715.1715/380: Telegram

The Minister in Nicaragua ( Hanna ) to the Secretary of State

95. The following telegram was sent to the Legation at Tegucigalpa:

July 31, 5 p.m. Your July 14, 9 p.m.93 This Government accepts the draft protocol with the following changes and additions.

  • In article 1, insert “as a basis” after the word “pledge”.
  • In article 2, substitute “jointly” for “unconditionally”, and the words “an arbitral boundary” for the words “a joint”.
  • To article 3, add the sentence “In all doubtful cases, moreover, the President of the Commission shall decide and his decision shall be without appeal”.
  • In article 4, insert the words “Nicaraguan and Honduranean” after the word “commissioners”.

Add the following eight articles after article 5.
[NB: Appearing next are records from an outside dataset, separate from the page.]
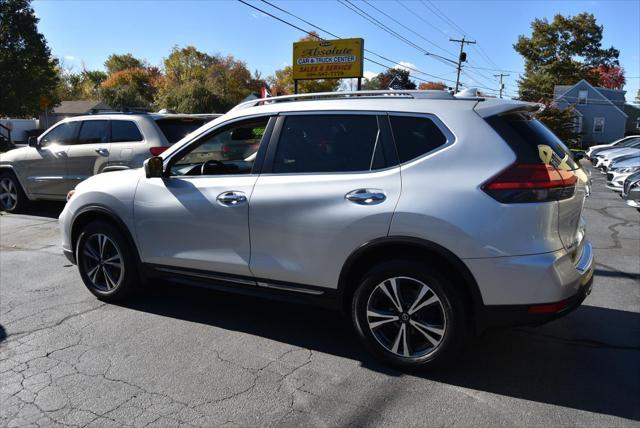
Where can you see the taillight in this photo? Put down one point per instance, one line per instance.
(157, 151)
(521, 183)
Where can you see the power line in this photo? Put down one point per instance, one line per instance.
(406, 28)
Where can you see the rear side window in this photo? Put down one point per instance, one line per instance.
(94, 132)
(178, 128)
(329, 143)
(532, 142)
(124, 131)
(415, 136)
(61, 134)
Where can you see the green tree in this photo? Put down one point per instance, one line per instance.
(197, 82)
(27, 70)
(562, 52)
(131, 87)
(80, 86)
(117, 62)
(393, 76)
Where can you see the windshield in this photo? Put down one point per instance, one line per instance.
(175, 129)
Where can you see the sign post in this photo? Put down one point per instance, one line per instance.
(328, 59)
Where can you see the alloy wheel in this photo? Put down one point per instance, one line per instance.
(8, 194)
(103, 262)
(406, 317)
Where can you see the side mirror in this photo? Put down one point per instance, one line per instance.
(33, 142)
(153, 167)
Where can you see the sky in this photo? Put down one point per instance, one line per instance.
(84, 33)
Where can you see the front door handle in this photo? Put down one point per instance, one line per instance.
(366, 196)
(231, 198)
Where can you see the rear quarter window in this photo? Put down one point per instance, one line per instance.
(532, 142)
(175, 129)
(125, 131)
(415, 136)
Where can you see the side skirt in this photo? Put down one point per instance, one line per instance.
(258, 287)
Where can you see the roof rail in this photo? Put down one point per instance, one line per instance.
(415, 94)
(124, 110)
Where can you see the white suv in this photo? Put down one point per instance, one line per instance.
(423, 216)
(79, 147)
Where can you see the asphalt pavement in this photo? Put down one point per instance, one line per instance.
(181, 356)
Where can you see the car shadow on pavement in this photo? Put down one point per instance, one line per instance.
(588, 360)
(51, 209)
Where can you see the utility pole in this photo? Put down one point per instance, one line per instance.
(462, 58)
(501, 75)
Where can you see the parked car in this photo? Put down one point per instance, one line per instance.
(619, 171)
(79, 147)
(631, 190)
(602, 158)
(618, 143)
(423, 216)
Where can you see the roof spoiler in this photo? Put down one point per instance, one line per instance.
(492, 107)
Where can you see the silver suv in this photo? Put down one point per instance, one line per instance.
(79, 147)
(424, 217)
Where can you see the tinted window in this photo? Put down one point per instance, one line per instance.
(329, 143)
(176, 129)
(94, 132)
(124, 131)
(61, 134)
(229, 151)
(415, 136)
(529, 139)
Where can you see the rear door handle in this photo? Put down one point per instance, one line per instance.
(231, 198)
(366, 196)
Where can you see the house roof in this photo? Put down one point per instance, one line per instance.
(597, 90)
(79, 106)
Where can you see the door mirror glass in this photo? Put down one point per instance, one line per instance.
(153, 167)
(33, 142)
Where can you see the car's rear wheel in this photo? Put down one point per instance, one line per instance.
(410, 315)
(106, 262)
(12, 197)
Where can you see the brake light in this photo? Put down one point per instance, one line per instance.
(157, 151)
(551, 308)
(522, 183)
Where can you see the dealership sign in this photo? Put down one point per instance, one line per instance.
(328, 59)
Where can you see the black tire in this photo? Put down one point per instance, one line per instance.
(108, 282)
(448, 314)
(8, 179)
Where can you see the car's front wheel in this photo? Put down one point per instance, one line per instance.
(106, 262)
(12, 197)
(409, 315)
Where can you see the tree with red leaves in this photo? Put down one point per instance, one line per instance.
(610, 77)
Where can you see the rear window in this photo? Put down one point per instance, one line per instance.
(124, 131)
(415, 136)
(176, 129)
(94, 132)
(532, 142)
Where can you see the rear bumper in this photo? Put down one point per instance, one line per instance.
(501, 316)
(535, 289)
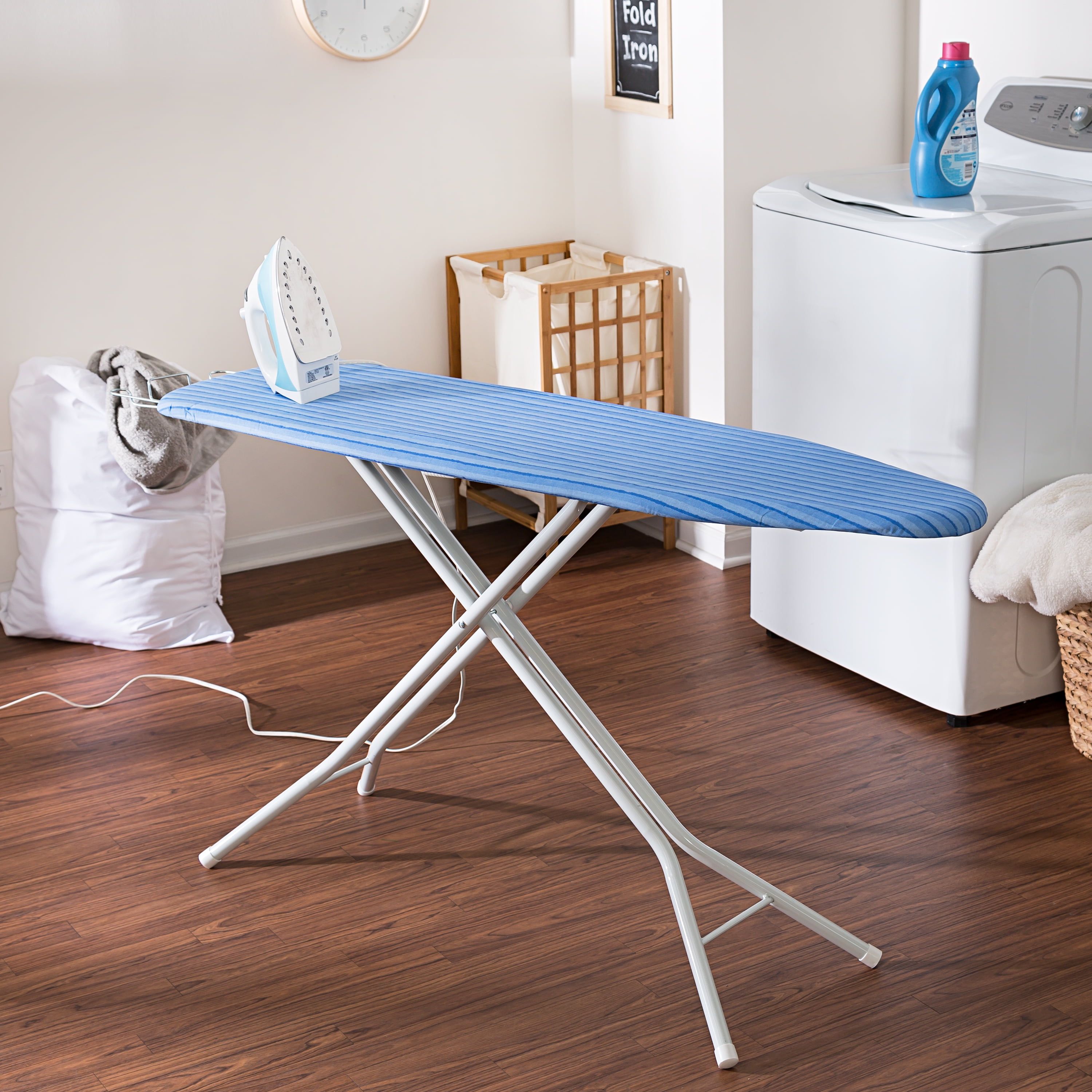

  • “6. The delivery of the territories which Honduras or Nicaragua is to receive through the fulfillment of the present agreement will be carried out within six months following the demarcation of the border.
  • 7. The inhabitants of the territories which pass to a new sovereignty will retain their previous nationality but will have one year from the date of the delivery of the respective territories within which to choose either of the two nationalities. Silence at the expiration of the period will indicate a will not to change nationality.
  • 8. The territorial property of the indigenous tribes, whether individual or collective, will not be altered by the change in sovereignty. If the territorial property of the tribes inhabiting the territory subject to a change in sovereignty has not been legalized, the state which may acquire said territory will be obligated to establish collectively or individually a legal regime of property in favor of said tribes by the terms of which they will be given gratuitously lots of ground in sufficient quantity to provide for their necessities.
  • 9. Neither the agrarian regime in general nor that of private property will be altered in any way, and the latter shall be respected provided that it has been duly legalized in the country which may have possessed the territory affected in fact or by right prior to this agreement.
  • 10. The Government of Nicaragua reserves the right to transfer to Nicaraguan territory the indigenous settlements located on the left bank of the river Coco or Segovia, and those which may be located to the north of said river in territory which on the date of the signing of the present agreement may have been in fact or by right subject to the jurisdiction of Nicaragua, including the [Page 370] settlement of Cruta at the mouth of the river of the same name. The Government of Nicaragua will exercise this right with the consent or on the petition of the inhabitants of said settlements and indigenous tribes. This right will terminate five years from the date on which Honduras has received the territory situated to the north of the river Coco or Segovia.
  • 11. Concessions granted to nationals or foreigners by either of the contracting states which are valid on the date of the present agreement and which apply or may apply to territory subject to a change in sovereignty by the execution of the award and of this agreement will continue in effect; that is, the state which may acquire the affected territory will reinvest the other in all the obligations and rights of the respective contract.
  • 12. For the purposes of the preceding article and of the provisions of articles 8 and 9, the owners of lands or concessions acquired by virtue of acts of sovereignty of either of the contracting states, executed and perfected prior to the date of this agreement, will have the right to register their respective titles in the state which is to exercise sovereignty within the territory affected within a period of two years counting from the date of the delivery of said territory, made in compliance with the present agreement.
  • 13. The present agreement will be submitted to the approval of the Congress of Nicaragua and will be ratified by the Government of Honduras in conformity with the terms of its political constitution; and the exchange of ratifications will be made in Managua or Tegucigalpa within the least possible time.”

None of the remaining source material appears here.